Ondrej Duda w rozmowie z Izabelą Kruk, rzeczniczką prasową Legii Warszawa, wypowiedział się o aktualnym liderze Ekstraklasy oraz wspomnieniach związanych z klubem. Piłkarz także jasno dał do zrozumienia, że chciałby zagrać jeszcze na stadionie przy ul. Łazienkowskiej 3.
- Futbol jest nieprzewidywalny, nie wiadomo jak potoczy się kariera i gdzie skończę grać w piłkę. Chciałbym wrócić do stolicy Polski. W Legii czułem się jak w domu i nie miałbym najmniejszego problemu z powrotem do warszawskiego klubu - oznajmił Ondrej Duda.

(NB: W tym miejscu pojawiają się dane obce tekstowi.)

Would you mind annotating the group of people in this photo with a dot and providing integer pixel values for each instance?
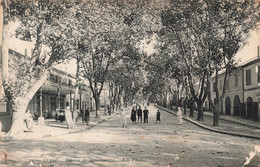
(139, 113)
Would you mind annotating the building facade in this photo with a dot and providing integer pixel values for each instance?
(242, 96)
(54, 95)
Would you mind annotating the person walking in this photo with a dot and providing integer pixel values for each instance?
(87, 116)
(29, 120)
(70, 123)
(158, 116)
(123, 118)
(139, 114)
(82, 114)
(179, 116)
(146, 112)
(133, 115)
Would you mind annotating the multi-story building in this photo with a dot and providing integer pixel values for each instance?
(242, 96)
(54, 95)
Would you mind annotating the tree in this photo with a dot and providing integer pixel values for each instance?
(234, 22)
(39, 22)
(187, 46)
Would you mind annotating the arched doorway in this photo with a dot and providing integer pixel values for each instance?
(228, 106)
(236, 105)
(249, 107)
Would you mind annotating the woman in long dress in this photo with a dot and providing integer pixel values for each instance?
(123, 118)
(70, 123)
(133, 115)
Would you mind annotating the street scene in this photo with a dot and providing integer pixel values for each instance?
(154, 144)
(171, 83)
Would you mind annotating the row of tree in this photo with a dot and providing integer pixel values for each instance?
(198, 40)
(195, 38)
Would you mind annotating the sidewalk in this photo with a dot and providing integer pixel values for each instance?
(53, 128)
(230, 125)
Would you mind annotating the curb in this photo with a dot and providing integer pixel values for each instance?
(92, 125)
(208, 128)
(238, 122)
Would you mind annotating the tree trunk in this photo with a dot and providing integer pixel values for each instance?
(216, 115)
(18, 125)
(200, 112)
(20, 104)
(97, 103)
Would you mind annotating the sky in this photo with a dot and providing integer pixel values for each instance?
(245, 54)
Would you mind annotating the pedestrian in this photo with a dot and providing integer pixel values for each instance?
(109, 110)
(146, 112)
(70, 123)
(158, 116)
(29, 120)
(87, 116)
(133, 115)
(123, 118)
(82, 113)
(179, 115)
(139, 114)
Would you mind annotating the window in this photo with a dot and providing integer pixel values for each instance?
(236, 80)
(248, 77)
(258, 74)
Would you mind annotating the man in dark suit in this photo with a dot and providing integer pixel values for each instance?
(146, 112)
(139, 114)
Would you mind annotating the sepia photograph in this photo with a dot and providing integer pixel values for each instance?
(130, 83)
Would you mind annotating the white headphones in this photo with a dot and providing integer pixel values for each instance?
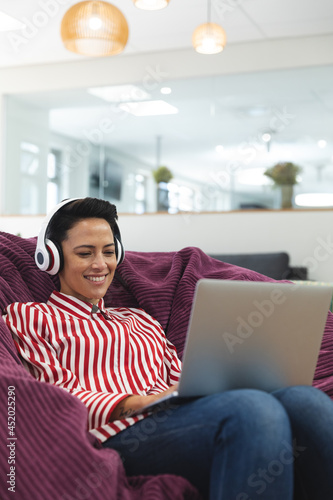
(48, 254)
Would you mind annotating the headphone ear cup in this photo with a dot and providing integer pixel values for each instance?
(120, 252)
(56, 257)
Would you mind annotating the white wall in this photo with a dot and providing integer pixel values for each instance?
(306, 235)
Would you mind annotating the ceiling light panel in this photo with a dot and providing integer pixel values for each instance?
(120, 93)
(149, 108)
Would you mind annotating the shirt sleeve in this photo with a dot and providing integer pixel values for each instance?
(30, 330)
(172, 363)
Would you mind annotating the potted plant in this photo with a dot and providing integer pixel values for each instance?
(284, 174)
(162, 174)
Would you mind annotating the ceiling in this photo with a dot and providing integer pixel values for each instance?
(166, 29)
(295, 105)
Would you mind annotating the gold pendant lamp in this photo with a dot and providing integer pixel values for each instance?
(94, 28)
(209, 38)
(151, 4)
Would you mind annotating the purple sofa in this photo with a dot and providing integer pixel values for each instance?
(50, 454)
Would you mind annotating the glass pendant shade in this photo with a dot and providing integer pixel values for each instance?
(151, 4)
(94, 28)
(209, 38)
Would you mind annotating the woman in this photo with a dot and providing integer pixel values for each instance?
(242, 444)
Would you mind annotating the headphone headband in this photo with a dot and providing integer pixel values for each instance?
(48, 255)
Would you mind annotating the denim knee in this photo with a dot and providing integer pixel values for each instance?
(252, 413)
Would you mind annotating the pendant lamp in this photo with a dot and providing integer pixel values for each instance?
(94, 28)
(151, 4)
(209, 38)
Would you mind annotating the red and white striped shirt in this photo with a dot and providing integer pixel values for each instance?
(100, 357)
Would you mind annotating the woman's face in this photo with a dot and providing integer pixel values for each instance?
(89, 260)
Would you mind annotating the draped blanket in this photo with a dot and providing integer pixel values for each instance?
(54, 455)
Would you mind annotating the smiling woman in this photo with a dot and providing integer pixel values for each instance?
(118, 360)
(89, 260)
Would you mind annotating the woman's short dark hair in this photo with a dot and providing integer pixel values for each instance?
(72, 213)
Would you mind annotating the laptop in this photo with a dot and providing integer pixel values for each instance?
(244, 334)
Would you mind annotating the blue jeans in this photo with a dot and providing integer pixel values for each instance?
(239, 445)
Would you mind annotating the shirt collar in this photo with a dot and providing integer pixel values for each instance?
(74, 306)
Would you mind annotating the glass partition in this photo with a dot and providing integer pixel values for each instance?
(216, 135)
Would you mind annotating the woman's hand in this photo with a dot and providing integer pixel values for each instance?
(130, 405)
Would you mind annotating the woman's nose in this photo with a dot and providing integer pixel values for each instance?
(99, 261)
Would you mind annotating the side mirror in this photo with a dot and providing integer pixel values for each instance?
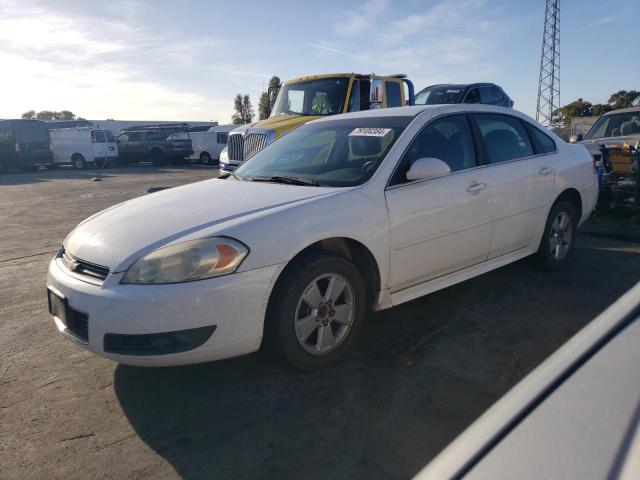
(424, 168)
(376, 93)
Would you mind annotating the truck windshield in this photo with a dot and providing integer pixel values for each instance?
(334, 153)
(615, 125)
(439, 95)
(324, 96)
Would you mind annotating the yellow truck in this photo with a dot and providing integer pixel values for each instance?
(306, 98)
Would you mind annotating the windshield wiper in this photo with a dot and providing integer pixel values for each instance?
(230, 174)
(287, 180)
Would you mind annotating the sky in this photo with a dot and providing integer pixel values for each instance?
(186, 60)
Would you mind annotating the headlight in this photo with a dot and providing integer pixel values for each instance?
(188, 261)
(224, 155)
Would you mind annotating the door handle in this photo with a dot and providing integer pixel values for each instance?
(475, 187)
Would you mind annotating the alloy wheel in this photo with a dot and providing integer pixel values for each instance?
(560, 236)
(324, 314)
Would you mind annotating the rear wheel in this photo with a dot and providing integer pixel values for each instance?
(206, 159)
(78, 161)
(559, 236)
(317, 311)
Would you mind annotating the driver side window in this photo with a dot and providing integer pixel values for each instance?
(448, 139)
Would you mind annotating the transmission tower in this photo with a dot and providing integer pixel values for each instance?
(549, 82)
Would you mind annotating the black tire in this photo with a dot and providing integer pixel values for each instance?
(553, 254)
(78, 161)
(286, 300)
(206, 159)
(157, 158)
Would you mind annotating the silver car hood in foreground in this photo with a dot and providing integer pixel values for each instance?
(576, 416)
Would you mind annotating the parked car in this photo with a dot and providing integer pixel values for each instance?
(345, 214)
(487, 93)
(576, 416)
(303, 99)
(613, 128)
(207, 144)
(23, 144)
(152, 144)
(82, 147)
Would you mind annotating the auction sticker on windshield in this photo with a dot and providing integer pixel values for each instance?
(370, 132)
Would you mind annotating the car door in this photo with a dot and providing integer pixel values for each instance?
(440, 225)
(514, 179)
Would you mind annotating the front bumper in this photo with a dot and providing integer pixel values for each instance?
(230, 166)
(235, 304)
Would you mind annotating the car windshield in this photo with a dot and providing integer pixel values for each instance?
(615, 125)
(339, 153)
(439, 95)
(325, 96)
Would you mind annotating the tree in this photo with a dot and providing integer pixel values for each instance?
(624, 99)
(243, 110)
(50, 115)
(47, 115)
(264, 105)
(600, 109)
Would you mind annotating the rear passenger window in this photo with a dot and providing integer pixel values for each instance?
(448, 139)
(544, 143)
(504, 137)
(394, 98)
(473, 96)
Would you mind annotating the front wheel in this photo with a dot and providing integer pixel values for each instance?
(317, 311)
(559, 236)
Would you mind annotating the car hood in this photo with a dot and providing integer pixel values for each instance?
(119, 235)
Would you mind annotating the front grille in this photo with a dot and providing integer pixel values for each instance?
(157, 343)
(81, 267)
(78, 323)
(253, 143)
(235, 147)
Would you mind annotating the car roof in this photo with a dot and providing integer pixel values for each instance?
(464, 85)
(415, 110)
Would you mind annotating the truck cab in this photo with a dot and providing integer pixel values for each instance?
(304, 99)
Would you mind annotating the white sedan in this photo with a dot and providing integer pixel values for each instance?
(342, 215)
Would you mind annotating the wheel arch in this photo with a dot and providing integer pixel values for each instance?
(348, 248)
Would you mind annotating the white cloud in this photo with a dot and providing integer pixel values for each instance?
(99, 68)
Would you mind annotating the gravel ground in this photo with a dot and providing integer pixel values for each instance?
(422, 372)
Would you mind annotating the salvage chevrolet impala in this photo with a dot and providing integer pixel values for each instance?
(343, 215)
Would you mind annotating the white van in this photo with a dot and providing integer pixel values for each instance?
(207, 145)
(82, 147)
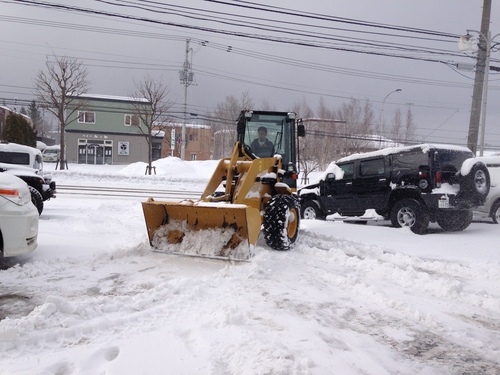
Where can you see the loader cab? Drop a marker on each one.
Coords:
(280, 128)
(281, 131)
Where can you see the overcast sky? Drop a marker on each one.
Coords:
(283, 53)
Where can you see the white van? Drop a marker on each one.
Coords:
(26, 163)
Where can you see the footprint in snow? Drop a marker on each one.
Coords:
(96, 363)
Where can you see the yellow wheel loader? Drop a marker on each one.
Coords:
(252, 191)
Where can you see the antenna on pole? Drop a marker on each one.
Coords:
(186, 76)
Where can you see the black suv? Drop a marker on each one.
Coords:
(410, 186)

25-letni Słowak w Legii Warszawa rozegrał 101 spotkań, w których strzelił 16 bramek oraz zanotował dziewiętnaście asyst. W pytaniu o bramkę, która najbardziej zapadła Ondrejowi Dudzie w pamięć, zawodnik przytoczył mecz Legii w Lidze Europy z 2014 roku.
- Nie strzeliłem zbyt wielu goli. Pamiętam jednak spotkanie Ligi Europy z Metalistem Charków w Kijowie. Wygraliśmy 1:0 po mojej bramce, Dusan Kuciak obronił rzut karny. W tamtym czasie grało mi się naprawdę dobrze - powiedział napastnik
Zawodnika zapytano także o kibiców. Ondrej Duda odszedł z Legii Warszawa do Herthy Berlin, gdzie grał do końca 2019 roku. W styczniu tego roku wypożyczono Słowaka do Norwich, gdzie dotychczas zagrał w siedmiu meczach. Porównując atmosferę na stadionach wszystkich trzech klubów, zdaniem Ondreja Dudy, Legia to zdecydowany faworyt.
- Brakuje mi dopingu kibiców Legii. Stadion w Berlinie jest ogromy, ale komplet publiczności pojawiał się na meczach z Bayernem czy Borussią, normalnie zjawiało się trochę mniej fanów. Kibice Herthy nie zrobili na mnie takiego wrażenia jak legioniści. W Anglii jest inaczej, kibice piłkę traktują tutaj jak święto. Wydaje mi się, że atmosfera jest lepsza niż w Niemczech, ale nie można jej porównać do dopingu na Legii. W Warszawie był prawdziwy sztos - chwali fanatyków Stołecznych Ondrej Duda.
Napastnik wskazał także oprawę kibiców przed meczem z Aktobe - to ona najbardziej zapadła mu w pamięć. Zdaniem piłkarza nie tylko kibice w Warszawie bardziej mu odpowiadali, ale także przygotowanie do spotkań.
- Lepiej wspominam treningi w Legii niż w Hercie. Nie ma co ukrywać, dużo zależy od szkoleniowca. W Warszawie za kadencji Henninga Berga i później Stanisława Czerczesowa mieliśmy dużo ćwiczeń z piłką, co bardzo mi odpowiadało. Może było trochę ciężej, ale dobrze oceniam ten okres - skomentował 25-latek.
Duda jest wypożyczony z Herthy do angielskiego Norwich do końca czerwca 2020 roku.